Not to say that I don’t try to look more pulled together these days but sometimes I am truly the last one in the bathroom in the morning trying to put a few well placed curls in my longer hair.  Or some mornings I just go.  If you are around my town you have seen me “a la natural”.  It is fast.  I promise my hair is brushed and my clothes are clean.  But I am not in make up and I haven’t taken the time to really get gussied up to run to preschool, the grocer, or other little tasks.

Now that my kids are getting older I am enjoying shopping since they don’t come with me anymore.  If you have kids you know how much fun 15 minutes in your section of clothing in Kohl’s is with 1+ children in tow.  I used to get one shirt in 3 colors so I could have “variety”.  HA!  But times are changing and they are more independent which should allow me to get up and curl my locks and apply some make up.  It might happen but I have learned that I am ok either way.

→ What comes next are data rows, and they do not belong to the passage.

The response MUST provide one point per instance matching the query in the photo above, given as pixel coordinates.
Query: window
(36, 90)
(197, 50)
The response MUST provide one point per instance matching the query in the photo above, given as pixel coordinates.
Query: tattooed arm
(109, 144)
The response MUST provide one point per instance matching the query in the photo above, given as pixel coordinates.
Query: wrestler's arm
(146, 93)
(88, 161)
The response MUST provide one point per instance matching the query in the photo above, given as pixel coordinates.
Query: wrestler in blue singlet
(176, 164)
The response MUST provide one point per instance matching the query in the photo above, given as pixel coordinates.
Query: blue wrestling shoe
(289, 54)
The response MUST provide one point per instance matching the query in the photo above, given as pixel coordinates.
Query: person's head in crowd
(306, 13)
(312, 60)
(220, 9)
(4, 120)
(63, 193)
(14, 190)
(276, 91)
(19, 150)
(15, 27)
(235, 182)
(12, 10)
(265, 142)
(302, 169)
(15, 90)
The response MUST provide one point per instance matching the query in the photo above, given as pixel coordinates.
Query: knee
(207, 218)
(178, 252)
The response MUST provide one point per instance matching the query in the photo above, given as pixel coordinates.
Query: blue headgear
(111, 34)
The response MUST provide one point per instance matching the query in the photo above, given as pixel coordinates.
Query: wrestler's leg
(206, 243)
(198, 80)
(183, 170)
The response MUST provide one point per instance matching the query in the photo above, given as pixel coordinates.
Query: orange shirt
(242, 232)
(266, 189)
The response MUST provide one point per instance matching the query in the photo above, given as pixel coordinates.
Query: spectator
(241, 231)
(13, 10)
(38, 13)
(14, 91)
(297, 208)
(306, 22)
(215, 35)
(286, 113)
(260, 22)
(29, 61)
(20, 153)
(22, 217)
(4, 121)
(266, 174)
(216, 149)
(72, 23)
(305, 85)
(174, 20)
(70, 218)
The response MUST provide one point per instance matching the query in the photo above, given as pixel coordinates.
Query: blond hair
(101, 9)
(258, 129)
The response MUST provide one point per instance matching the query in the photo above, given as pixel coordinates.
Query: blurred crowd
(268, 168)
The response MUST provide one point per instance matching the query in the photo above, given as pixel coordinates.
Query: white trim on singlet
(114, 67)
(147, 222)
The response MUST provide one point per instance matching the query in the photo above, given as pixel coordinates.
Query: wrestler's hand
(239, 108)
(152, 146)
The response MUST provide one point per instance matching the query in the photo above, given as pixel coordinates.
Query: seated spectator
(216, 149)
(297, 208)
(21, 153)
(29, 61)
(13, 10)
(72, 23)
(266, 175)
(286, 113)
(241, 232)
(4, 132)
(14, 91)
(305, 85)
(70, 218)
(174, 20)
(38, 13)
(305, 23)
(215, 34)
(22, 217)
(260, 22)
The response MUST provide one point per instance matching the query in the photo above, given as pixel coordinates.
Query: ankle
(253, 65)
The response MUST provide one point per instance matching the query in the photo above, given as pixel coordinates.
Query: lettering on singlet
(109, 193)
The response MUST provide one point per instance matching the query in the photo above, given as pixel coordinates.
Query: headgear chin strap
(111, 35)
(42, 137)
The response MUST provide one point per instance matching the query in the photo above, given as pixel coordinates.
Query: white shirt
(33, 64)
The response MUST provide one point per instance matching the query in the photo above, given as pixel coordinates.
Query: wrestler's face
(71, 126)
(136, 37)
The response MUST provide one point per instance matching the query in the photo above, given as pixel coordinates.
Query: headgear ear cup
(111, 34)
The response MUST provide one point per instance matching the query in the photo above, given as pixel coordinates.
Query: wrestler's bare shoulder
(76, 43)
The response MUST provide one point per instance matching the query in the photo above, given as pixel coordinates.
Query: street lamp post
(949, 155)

I do think that motherhood also rolled in a new way of thinking about germs, stickiness and cleanliness.  I became aware that no matter how much you Purell, protect or prevent, my child was going to catch the “bubonic plague”.  I relaxed and now I even tease that they should just go ahead and lick each other to get the germs through the house faster.  (we don’t actually do this… yet)  All the dirtiness that comes along with children and young families got me thinking about the old adage, Cleanliness is next to Godliness.  This makes me laugh!  I know that I never felt closer to God then when I became a mother and was living in awe and wonderment of His plan, His creation and the instrumental part He has ordained me to be part of.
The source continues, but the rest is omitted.